Le Dr Julien et son entente avec l’État n’ont pas fait l’unanimité. D’aucuns ont décrié le partenariat en mentionnant qu’il ne s’agissait, ni plus ni moins, que du commencement d’une privatisation du système de santé. Je suis d’avis que ce questionnement a un certain mérite et que des projets entrepreneuriaux sociaux peuvent représenter au moins deux risques.

Le premier risque, et il est sérieux, c’est le désinvestissement de l’État et son remplacement par l’argent du privé, celui des dons, des fondations, des commanditaires. Risque sérieux, dis-je, parce qu’il ouvre effectivement la porte à une privatisation des fonctions de base de l’État. Il s’agit d’une direction qu’il n’est pas souhaitable d’envisager. Quand il s’agit de santé, d’éducation, de culture, pas question de transférer ça à une business qui devra éventuellement répondre aux impératifs financiers de ses actionnaires ou qui augmenterait la productivité sur la seule base d’une diminution des conditions de travail de ses employés.

Le second risque, plus pervers, est de retirer du financement aux organismes qui sont performants, qui réussissent à connecter avec leur communauté et à attirer des partenaires sous prétexte, justement, qu’ils ont du succès. La raison pour laquelle ces organismes ont du succès, c’est d’abord grâce aux gens qui les dirigent et qui y travaillent: leur crédibilité, leur feuille de route, leurs résultats. Le soutien du gouvernement sert d’effet de levier, il permet de multiplier l’impact de ces entrepreneurs sociaux. La tentation peut être forte de couper les subventions des organismes qui réussissent à lever beaucoup de sous pour augmenter leur financement autonome en prétextant que les besoins financiers de base sont maintenant couverts de cette façon. Le Dr Julien peut s’occuper de 20 000 enfants avec environ cinq millions par année provenant de fonds publics, le reste provient du privé. Les besoins sont probablement cinq fois plus importants pour tout le Québec. Devrait-on attendre d’obtenir le financement privé avant de donner plus de moyens à ce projet et le pérenniser? Que non!
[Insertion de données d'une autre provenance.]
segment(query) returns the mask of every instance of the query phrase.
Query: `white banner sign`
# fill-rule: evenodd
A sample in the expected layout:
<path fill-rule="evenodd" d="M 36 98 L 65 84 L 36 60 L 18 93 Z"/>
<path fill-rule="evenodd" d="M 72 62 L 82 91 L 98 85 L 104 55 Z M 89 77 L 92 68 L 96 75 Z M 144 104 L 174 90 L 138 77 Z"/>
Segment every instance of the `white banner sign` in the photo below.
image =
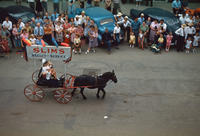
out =
<path fill-rule="evenodd" d="M 26 46 L 27 56 L 30 59 L 67 60 L 71 57 L 71 47 L 59 46 Z"/>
Tout en gardant ces deux risques en tête, le partenariat public et privé dans un contexte social m’apparaît réellement porteur et nous invite à nous poser une question: comment peut-on nous responsabiliser, à titre de citoyens, de parents ou de pairs aidants, et cesser de compter toujours sur l’État? Quel est le modèle qui nous permettrait d’injecter une grande dose de responsabilité à la société civile et à ses constituants? Et si l’État devait, dans l’avenir, jouer un rôle réduit? Le gouvernement pourrait établir les grandes directions, les objectifs, les budgets et les contrôles, mais compter sur des entrepreneurs pour la livraison des services. Il s’agirait de démanteler la machine et de la rapprocher des citoyens. Ce pourrait être possible en santé, en éducation, pour les services sociaux. Pour la culture, c’est déjà chose faite en grande partie.
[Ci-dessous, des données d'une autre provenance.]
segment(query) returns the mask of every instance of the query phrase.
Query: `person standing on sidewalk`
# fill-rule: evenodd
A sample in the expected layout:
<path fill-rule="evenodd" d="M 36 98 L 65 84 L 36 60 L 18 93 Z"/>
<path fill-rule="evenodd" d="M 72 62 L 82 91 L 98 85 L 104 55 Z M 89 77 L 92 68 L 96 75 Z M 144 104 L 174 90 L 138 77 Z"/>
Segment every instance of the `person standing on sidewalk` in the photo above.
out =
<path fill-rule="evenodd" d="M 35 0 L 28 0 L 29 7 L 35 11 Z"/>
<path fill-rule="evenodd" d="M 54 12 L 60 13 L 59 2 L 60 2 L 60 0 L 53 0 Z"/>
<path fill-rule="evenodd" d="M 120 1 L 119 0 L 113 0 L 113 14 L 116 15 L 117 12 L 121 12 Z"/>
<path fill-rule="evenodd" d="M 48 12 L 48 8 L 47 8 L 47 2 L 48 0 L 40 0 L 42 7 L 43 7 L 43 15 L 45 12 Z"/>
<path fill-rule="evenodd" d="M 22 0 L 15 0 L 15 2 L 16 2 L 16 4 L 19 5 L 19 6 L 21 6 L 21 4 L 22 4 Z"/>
À peu près tous les pans de notre société pourraient bénéficier d’une plus grande mobilisation des entrepreneurs. Que ce soit à temps plein, comme le fait le Dr Julien, mais aussi Fabrice Vil de l’organisme Pour 3 Points et Jean-François Archambault de La Tablée des Chefs, ou encore à temps partiel, en s’impliquant sur des conseils d’administration d’organismes ou des comités de parents dans les écoles, par exemple.

La célèbre phrase de John F. Kennedy me revient en tête: «Ne vous demandez pas ce que votre pays peut faire pour vous, mais demandez-vous ce que vous pouvez faire pour votre pays.» Il me semble que nous avons un modèle à revoir, à réinventer. C’est la réponse à la question que soulève cette affirmation fondamentale du défunt président des États-Unis qui est compliquée. Comment? À nous de trouver la réponse. Elle doit impérativement inclure entrepreneuriat, réinvestissement, performance et mesure d’impact, mais aussi gouvernance, plan de relève et contrôle.

Ce que je nous souhaite pour 2017? Plus d’entrepreneurs qui choisissent de changer le monde. Une bonne année à vous, chers lecteurs.